Deal between Europe and Canada will boost agricultural trade.
BRUSSELS, BELGIUM – COCERAL, a European association representing the trade in grains, oilseeds and other agricultural products, said the E.U.-Canada Comprehensive Economic and Trade Agreement (CETA), which was approved by the European Parliament on Feb. 15, is a major boost for European agriculture.

COCERAL Secretary General Teresa Babuscio said: “After almost eight years of negotiations, we are now looking forward to the provisional application of CETA as well as its adoption by the National Parliaments to provide confidence and clarity for trade across the Atlantic.”

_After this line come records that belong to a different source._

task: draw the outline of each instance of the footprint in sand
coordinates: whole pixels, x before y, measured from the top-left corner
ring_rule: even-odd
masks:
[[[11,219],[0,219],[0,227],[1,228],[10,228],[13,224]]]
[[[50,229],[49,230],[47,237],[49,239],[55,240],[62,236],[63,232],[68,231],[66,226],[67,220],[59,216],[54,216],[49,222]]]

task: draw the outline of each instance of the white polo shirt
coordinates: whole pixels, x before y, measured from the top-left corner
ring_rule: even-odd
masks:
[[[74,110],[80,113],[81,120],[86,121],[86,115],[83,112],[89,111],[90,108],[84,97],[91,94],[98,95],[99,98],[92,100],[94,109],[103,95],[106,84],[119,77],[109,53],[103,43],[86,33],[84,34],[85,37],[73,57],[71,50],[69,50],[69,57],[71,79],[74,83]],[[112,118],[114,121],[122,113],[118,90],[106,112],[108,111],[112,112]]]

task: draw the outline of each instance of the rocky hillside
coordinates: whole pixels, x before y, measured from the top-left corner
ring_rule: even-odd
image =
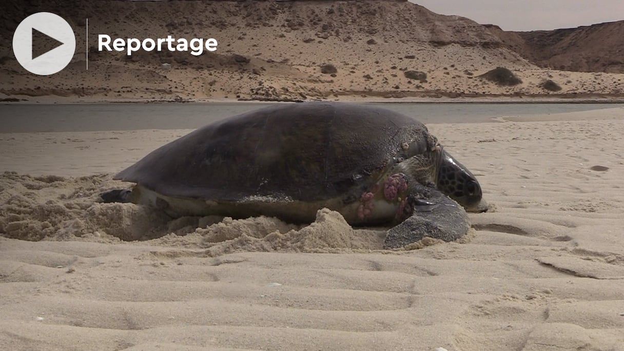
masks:
[[[0,47],[0,98],[59,96],[126,99],[296,100],[542,96],[618,96],[620,75],[543,69],[493,27],[435,14],[407,1],[112,1],[9,0],[0,12],[0,42],[21,19],[56,12],[76,32],[76,54],[53,76],[27,74],[11,48]],[[89,17],[89,44],[85,19]],[[215,38],[214,52],[100,52],[112,37]],[[508,33],[523,47],[522,34]],[[88,47],[89,70],[85,51]],[[522,54],[519,54],[520,52]],[[510,69],[514,86],[484,78]],[[578,74],[580,74],[580,76]],[[583,75],[584,74],[584,75]]]
[[[505,32],[485,25],[508,47],[544,67],[624,73],[624,21],[555,31]]]

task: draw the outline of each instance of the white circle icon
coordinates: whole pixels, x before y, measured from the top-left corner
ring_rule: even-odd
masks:
[[[65,68],[72,61],[76,48],[71,26],[51,12],[29,16],[13,34],[15,58],[26,70],[40,76],[53,74]]]

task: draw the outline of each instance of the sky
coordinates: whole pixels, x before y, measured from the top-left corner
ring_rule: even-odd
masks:
[[[552,30],[624,19],[624,0],[409,0],[505,31]]]

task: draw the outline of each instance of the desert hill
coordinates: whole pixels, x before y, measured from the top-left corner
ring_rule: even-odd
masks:
[[[437,14],[406,1],[6,3],[6,11],[0,14],[4,24],[0,28],[2,42],[11,42],[21,19],[47,11],[70,22],[76,32],[77,49],[64,70],[42,77],[25,73],[11,48],[0,48],[0,97],[52,96],[92,101],[617,97],[624,91],[623,74],[559,71],[561,64],[544,62],[555,62],[563,54],[549,57],[527,54],[534,52],[527,47],[537,47],[544,40],[500,33],[492,26]],[[87,17],[88,45],[84,35]],[[129,57],[124,52],[99,51],[97,34],[102,33],[140,39],[167,34],[212,37],[218,46],[215,52],[205,51],[199,56],[165,51],[140,51]],[[549,67],[540,67],[545,66]],[[521,82],[501,85],[480,77],[497,67],[511,70]],[[545,89],[547,80],[561,90]]]
[[[485,27],[540,67],[624,73],[624,21],[530,32],[505,32],[493,25]]]

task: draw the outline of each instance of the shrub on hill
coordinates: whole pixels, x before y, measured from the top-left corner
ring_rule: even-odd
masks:
[[[331,74],[332,73],[336,73],[338,70],[336,68],[336,66],[331,64],[331,63],[326,63],[321,66],[321,73],[324,74]]]
[[[515,86],[522,82],[522,79],[504,67],[497,67],[479,76],[499,86]]]
[[[414,81],[419,81],[421,83],[424,83],[427,81],[427,74],[424,72],[421,72],[420,71],[406,71],[403,72],[403,75],[405,76],[406,78],[414,79]]]
[[[549,91],[559,91],[561,86],[553,82],[552,79],[544,81],[541,84],[542,87]]]

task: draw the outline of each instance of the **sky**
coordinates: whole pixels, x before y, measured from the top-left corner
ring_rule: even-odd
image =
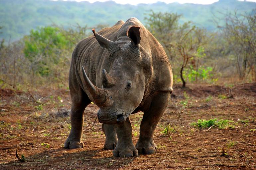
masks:
[[[104,2],[107,0],[71,0],[77,2],[80,2],[86,0],[92,3],[96,1]],[[116,3],[121,4],[130,4],[132,5],[137,5],[141,3],[145,4],[152,3],[156,2],[157,1],[164,2],[167,3],[171,3],[174,2],[178,2],[181,4],[185,3],[193,3],[194,4],[212,4],[215,2],[218,1],[218,0],[111,0],[115,2]],[[239,0],[243,1],[243,0]],[[256,2],[256,0],[247,0],[247,1]]]

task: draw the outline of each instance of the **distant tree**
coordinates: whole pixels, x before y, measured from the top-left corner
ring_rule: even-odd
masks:
[[[190,22],[179,24],[182,16],[177,14],[151,11],[149,16],[145,18],[148,29],[163,46],[172,63],[181,65],[180,76],[185,87],[184,69],[189,65],[198,70],[198,58],[203,56],[198,55],[198,50],[208,41],[206,30],[192,25]]]
[[[3,28],[3,27],[0,26],[0,30]],[[3,32],[0,31],[0,34],[3,33]],[[4,47],[4,38],[2,38],[0,41],[0,50]]]

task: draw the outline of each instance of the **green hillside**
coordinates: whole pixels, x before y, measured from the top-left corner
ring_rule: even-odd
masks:
[[[208,5],[178,3],[166,4],[158,2],[151,4],[117,4],[113,1],[77,2],[49,0],[0,0],[0,38],[11,41],[18,39],[30,30],[39,26],[55,24],[65,28],[76,25],[89,27],[98,24],[111,25],[118,21],[125,21],[131,17],[143,23],[151,10],[182,14],[181,22],[192,21],[197,26],[213,30],[216,27],[212,21],[214,15],[220,16],[221,12],[237,10],[239,13],[250,13],[256,8],[256,3],[236,0],[221,0]]]

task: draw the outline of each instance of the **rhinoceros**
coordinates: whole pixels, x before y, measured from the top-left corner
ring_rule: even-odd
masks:
[[[136,18],[92,32],[72,55],[71,129],[64,147],[84,147],[83,113],[92,101],[99,107],[105,149],[114,149],[116,156],[157,153],[153,134],[173,91],[172,69],[163,48]],[[139,111],[143,116],[135,146],[129,117]]]

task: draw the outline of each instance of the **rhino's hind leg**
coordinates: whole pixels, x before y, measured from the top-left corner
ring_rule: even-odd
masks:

COCERAL said the trade liberalization brought on by CETA will serve as a model for the E.U.’s future negotiations. It noted that Canada is an important supplier of high quality wheat and canola for the E.U.’s internal consumption and that CETA would provide the framework for the already existing strong trade links between the two regions.

Trade between the E.U. and Canada amounts to more than €60 billion a year and the E.U. expects the CETA deal to boost that number by 20% by removing almost all tariffs.

The approval of the trade deal comes at a time when many political forces are trying to halt globalization. U.S. President Donald Trump recently pulled the U.S. out of the TPP trade deal with countries in the Pacific region and said he wants to renegotiate or replace the North American Free Trade Agreement.

Critics say the CETA deal could dilute standards for food safety by giving more power to big corporations.